Mayor's spokesman Matthew Rojas replied in a text message that the city is "seeking feedback from everyone," including Gill, and that "[w]e will certainly take his concerns under advisement."
The draft policy would require outside agencies investigating or prosecuting cases related to officer-involved shootings to provide the city's police department with a written argument against public disclosure, and to renew that request every 30 days until 180 days, when the footage would be released regardless of related investigations, prosecutions or civil suits.
Mohamed, now 18, faces two felony charges after police say he used a hollow metal rod to assault a man after a drug purchase near the shelter.
Gill's office had declined to release the two officers' bodycam footage, and had signaled its intent to appeal a decision by the State Records Committee to grant the American Civil Liberties Union of Utah access to the footage.
But when the video was shown in juvenile court last Monday as part of the prosecution's case against Mohamed, Gill said the time had come to release all video evidence. Gill said then that he had protected "the rights of the accused" and "the integrity of the process." Mohamed's attorneys possessed the footage for seven months, he said Monday, with nothing to stop them from releasing it themselves.
"It doesn't help their client, does it?" he said. "If I had released it prior to that, they would have made a huge ruckus out of it."
Gill added: "If we release that evidence knowing that it is evidence of a crime, and that leads to pretrial publicity, and I want to rely on that evidence, your defense attorney has every right to object to that prosecution because your due process rights have been violated."
He favors release of bodycam footage as soon as possible, he said, but a solution must satisfy his ethical and moral responsibility to the state and to the accused.

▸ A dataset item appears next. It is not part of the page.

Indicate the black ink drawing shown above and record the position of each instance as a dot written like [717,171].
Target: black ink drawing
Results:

"I'm not running away from it. The easiest thing for me would have been to say the hell with it" and accept the mayor's policy.
For others, the draft policy doesn't go far enough. Earlier Monday, 11 members of a group called Utah Against Police Brutality sat outside Biskupski's office to demand access to the draft, which they now have until March 1 to comment on.
Group member Jacob Jensen said the six-month limit is progress, but the policy would still allow officials to shield officers from public scrutiny in the meantime.
The good news, Jensen said, is that the public has been invited to give input on the policy.
"We look forward to making those comments to the mayor's office and working with them to make sure that the bodycam footage is truly public purview."
Salt Lake City Police Chief Mike Brown said Mohamed's shooting prompted a fruitful community discussion about how best to accomplish the level of transparency that he said Biskupski has pushed for since taking office.
"We're trying to find that very delicate balance," Brown said.
ACLU of Utah staff attorney Leah Farrell said the mayor's draft policy was "a really positive step" toward increased transparency, adding that the ACLU will keep "a watchful eye" on the 30- and 180-day periods to make sure they don't become "default release times."
"We believe, as it appears they do, that these are public records and that they should be released as soon as possible," Farrell said.
Gill, meanwhile, proposed a legislative alternative: If criminal charges result from an officer-involved shooting either against an officer or a civilian media and other agencies should be able to petition a judge for the video's release within 30 days of the filing.
A judge is more likely to hold dear and correctly assess parties' constitutional rights than members of the State Records Committee, Gill said whose decision he would be likely to appeal, anyway.
Tribune reporter Tom Harvey contributed to this story.